Europe’s competitiveness is stalling: how to unleash investment to do better

#CriticalThinking

Democracy

Picture of Jan Mischke
Jan Mischke

Partner and Research Leader on Europe at the McKinsey Global Institute (MGI)

Picture of Sylvain Johansson
Sylvain Johansson

Director of McKinsey Global Institute and Senior Partner of McKinsey and Company

Europe’s competitiveness is in dire straits – putting Europe’s prosperity and place in the world at risk and jeopardising its long-term ability to fund the net zero transition and its social model.

Large European firms invest 40 percent less in R&D than their U.S. peers and grow a third more slowly. In ten critical technologies, Europe is trailing the United States or China, according to McKinsey Global Institute (MGI) analysis. Notably, in the generative AI value chain, Europe’s market share is less than five percent in most segments.

Investment is the pulse and lifeblood of competitiveness – and there is a factor two per capita gap relative to the U.S. in the most productive forms, i.e. into intellectual property and equipment and machinery. Bridging this must take priority. MGI has found that investment has accounted for 70 to 80 percent of productivity growth since the turn of the century. Companies or markets that are less competitive don’t attract as much investment. Without such investment, there is no growth, putting Europe’s growth, debt sustainability, prosperity, social model and place in the world at risk. Can Europe afford to invest double its current investment?

Public investment in net terms, that is after depreciation, accounts for just one percent of total public expenditure, and even this level is fragile, likely to be cut when budgets are tight. Even if investment doubled, it would merely mean reallocating one percent of public spending.
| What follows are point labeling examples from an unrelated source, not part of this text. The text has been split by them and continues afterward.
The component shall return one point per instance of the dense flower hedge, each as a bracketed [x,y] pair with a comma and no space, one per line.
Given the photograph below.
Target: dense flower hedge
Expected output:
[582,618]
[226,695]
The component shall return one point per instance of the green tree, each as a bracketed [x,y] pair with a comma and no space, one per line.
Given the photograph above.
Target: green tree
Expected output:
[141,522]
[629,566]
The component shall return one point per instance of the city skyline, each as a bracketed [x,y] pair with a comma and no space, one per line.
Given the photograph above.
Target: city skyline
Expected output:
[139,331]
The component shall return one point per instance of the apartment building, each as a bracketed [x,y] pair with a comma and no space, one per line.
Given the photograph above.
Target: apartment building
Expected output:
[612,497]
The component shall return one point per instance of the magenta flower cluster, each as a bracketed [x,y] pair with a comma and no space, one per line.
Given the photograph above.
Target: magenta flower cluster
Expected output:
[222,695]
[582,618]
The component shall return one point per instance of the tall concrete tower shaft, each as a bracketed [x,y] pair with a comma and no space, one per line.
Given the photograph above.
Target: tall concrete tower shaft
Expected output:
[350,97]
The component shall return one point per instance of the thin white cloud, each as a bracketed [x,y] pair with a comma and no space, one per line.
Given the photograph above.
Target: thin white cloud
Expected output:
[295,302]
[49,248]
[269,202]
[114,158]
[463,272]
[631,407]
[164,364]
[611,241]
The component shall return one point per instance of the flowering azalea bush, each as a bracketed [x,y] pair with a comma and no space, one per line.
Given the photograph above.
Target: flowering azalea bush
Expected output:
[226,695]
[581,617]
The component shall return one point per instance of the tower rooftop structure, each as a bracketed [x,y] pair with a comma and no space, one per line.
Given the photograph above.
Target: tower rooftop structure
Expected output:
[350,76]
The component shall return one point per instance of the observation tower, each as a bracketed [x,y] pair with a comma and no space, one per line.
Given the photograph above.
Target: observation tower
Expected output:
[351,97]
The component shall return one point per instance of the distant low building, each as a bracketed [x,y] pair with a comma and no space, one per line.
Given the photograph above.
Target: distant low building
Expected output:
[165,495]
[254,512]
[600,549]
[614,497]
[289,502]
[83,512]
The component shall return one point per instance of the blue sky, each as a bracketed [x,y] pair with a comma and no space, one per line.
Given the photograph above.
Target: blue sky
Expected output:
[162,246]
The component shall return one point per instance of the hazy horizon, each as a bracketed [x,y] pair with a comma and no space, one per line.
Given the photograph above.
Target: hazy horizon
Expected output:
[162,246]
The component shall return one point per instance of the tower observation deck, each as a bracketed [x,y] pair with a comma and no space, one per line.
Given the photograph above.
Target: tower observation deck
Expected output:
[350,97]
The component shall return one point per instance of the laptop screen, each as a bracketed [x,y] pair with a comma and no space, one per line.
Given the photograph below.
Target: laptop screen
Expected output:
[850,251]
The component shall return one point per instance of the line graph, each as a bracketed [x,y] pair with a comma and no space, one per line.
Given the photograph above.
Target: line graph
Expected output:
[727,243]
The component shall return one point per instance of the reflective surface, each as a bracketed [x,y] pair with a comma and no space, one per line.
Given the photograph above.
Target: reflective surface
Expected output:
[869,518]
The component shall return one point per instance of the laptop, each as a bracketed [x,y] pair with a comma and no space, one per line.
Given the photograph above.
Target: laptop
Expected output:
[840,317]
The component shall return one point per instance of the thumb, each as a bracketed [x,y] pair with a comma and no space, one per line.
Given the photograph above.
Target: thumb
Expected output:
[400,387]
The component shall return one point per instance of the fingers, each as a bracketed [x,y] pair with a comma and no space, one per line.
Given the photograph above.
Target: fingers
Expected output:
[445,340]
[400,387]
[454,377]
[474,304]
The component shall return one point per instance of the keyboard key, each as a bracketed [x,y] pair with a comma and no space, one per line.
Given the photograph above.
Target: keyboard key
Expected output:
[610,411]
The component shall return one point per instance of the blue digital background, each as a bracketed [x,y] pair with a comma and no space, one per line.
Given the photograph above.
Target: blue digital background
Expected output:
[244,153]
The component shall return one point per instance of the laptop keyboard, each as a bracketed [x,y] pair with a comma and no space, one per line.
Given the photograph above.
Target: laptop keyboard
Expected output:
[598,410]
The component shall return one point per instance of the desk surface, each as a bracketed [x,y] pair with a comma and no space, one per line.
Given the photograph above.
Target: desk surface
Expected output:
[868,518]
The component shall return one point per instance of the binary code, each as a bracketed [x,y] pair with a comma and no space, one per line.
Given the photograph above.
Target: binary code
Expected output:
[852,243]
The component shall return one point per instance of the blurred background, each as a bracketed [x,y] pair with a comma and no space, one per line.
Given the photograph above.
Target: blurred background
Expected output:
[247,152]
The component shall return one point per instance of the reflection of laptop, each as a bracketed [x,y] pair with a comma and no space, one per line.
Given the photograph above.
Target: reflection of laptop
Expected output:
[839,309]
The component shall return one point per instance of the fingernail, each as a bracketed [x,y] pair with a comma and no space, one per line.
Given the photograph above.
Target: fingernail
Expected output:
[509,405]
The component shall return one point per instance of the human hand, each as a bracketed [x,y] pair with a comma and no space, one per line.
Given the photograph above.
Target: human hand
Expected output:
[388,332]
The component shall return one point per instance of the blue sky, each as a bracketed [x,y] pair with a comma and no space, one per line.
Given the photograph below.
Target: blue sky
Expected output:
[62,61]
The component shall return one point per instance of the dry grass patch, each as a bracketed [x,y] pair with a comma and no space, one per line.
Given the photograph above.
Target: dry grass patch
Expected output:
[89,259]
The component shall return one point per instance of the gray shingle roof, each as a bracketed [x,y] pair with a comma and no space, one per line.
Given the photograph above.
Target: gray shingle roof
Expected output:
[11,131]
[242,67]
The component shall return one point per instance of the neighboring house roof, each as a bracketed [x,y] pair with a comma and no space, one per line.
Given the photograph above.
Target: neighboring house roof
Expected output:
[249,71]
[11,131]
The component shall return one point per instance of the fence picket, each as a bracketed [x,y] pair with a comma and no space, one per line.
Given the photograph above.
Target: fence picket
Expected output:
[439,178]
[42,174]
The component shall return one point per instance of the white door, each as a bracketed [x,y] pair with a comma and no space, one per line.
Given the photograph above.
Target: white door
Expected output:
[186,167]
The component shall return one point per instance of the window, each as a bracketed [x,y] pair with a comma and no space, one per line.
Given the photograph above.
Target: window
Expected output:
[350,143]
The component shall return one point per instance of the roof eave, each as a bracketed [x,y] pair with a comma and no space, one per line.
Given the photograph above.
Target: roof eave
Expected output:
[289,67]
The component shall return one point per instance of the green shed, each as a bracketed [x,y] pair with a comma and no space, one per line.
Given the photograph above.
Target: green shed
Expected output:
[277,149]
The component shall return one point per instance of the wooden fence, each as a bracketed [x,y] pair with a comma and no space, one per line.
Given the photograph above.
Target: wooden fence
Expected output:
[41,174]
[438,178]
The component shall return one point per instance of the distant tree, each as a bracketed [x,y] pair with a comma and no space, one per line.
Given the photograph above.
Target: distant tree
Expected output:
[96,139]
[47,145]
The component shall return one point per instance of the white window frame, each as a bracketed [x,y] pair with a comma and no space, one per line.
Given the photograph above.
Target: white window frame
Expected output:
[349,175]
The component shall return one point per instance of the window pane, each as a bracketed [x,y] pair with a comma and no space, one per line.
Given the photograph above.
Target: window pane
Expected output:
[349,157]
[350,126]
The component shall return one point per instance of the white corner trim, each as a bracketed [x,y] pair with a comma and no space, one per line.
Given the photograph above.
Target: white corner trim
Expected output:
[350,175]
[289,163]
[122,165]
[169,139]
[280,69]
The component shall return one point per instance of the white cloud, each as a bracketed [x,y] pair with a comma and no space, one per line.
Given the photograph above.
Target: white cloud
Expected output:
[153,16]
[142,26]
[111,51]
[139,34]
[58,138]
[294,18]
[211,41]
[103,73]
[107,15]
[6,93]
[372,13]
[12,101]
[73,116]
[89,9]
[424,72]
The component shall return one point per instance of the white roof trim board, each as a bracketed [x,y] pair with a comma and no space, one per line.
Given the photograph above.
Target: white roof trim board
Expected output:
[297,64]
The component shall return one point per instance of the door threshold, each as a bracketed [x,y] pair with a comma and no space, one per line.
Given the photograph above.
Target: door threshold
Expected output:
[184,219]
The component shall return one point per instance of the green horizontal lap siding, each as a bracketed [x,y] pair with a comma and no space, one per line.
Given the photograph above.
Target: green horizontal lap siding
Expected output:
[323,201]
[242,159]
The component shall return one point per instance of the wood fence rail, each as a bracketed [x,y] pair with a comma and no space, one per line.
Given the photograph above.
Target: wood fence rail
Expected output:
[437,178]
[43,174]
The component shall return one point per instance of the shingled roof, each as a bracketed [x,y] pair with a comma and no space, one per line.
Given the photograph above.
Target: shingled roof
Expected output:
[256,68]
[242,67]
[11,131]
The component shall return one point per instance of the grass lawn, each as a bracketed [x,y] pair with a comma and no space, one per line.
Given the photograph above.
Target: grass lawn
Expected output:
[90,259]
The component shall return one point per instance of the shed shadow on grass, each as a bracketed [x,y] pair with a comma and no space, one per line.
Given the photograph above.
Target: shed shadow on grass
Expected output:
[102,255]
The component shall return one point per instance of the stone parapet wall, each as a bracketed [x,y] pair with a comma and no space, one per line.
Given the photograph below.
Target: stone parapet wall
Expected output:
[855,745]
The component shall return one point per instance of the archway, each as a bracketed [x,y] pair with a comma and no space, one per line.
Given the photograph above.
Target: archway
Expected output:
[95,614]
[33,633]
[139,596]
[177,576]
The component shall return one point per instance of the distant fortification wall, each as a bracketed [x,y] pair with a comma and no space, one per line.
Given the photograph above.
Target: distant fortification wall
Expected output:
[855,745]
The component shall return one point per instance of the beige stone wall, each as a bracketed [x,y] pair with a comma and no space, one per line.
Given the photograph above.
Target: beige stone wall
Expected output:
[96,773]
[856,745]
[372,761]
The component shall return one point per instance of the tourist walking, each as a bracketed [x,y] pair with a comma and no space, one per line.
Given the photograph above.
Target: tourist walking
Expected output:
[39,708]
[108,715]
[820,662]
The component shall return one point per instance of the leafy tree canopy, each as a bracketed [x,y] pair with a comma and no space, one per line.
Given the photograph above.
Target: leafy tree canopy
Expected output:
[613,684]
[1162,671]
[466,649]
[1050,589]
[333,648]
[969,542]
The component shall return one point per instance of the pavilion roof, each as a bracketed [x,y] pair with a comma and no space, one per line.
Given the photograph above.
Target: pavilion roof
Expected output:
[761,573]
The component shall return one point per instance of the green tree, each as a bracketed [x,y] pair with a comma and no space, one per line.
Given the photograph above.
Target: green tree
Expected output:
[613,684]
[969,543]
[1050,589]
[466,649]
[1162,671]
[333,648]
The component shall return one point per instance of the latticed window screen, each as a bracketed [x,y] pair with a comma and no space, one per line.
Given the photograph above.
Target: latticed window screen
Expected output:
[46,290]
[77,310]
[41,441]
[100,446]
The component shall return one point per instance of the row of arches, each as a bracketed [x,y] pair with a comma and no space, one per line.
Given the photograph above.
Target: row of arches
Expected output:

It could also help to apply the same accounting rules in the public sector as is common in private firms, specifically by recognising investment as a productive asset on the balance sheet that loses value and thus costs money over time of use, rather than hitting budget deficits one-off at the time the investment is made.

Investment is the pulse and lifeblood of competitiveness – and there is a factor two per capita gap relative to the U.S. in the most productive forms, i.e. into intellectual property and equipment and machinery

But most investment will need to come from the private sector, where funding is less of an issue than framework conditions and expectations of attractive returns. As long as corporations in Europe generate four percentage points lower returns on capital than those in the U.S., it is hard to imagine European investment to double and reach U.S. levels. Prerequisites would include changes from energy cost to the regulatory environment. Simpler cross-border and even in-market consolidation could be welcome in that regard. While the discussion has focused so far on potential negative implications on price and other elements of consumer welfare, the long-term implications for consumers and workers of under-investment come to the fore too rarely.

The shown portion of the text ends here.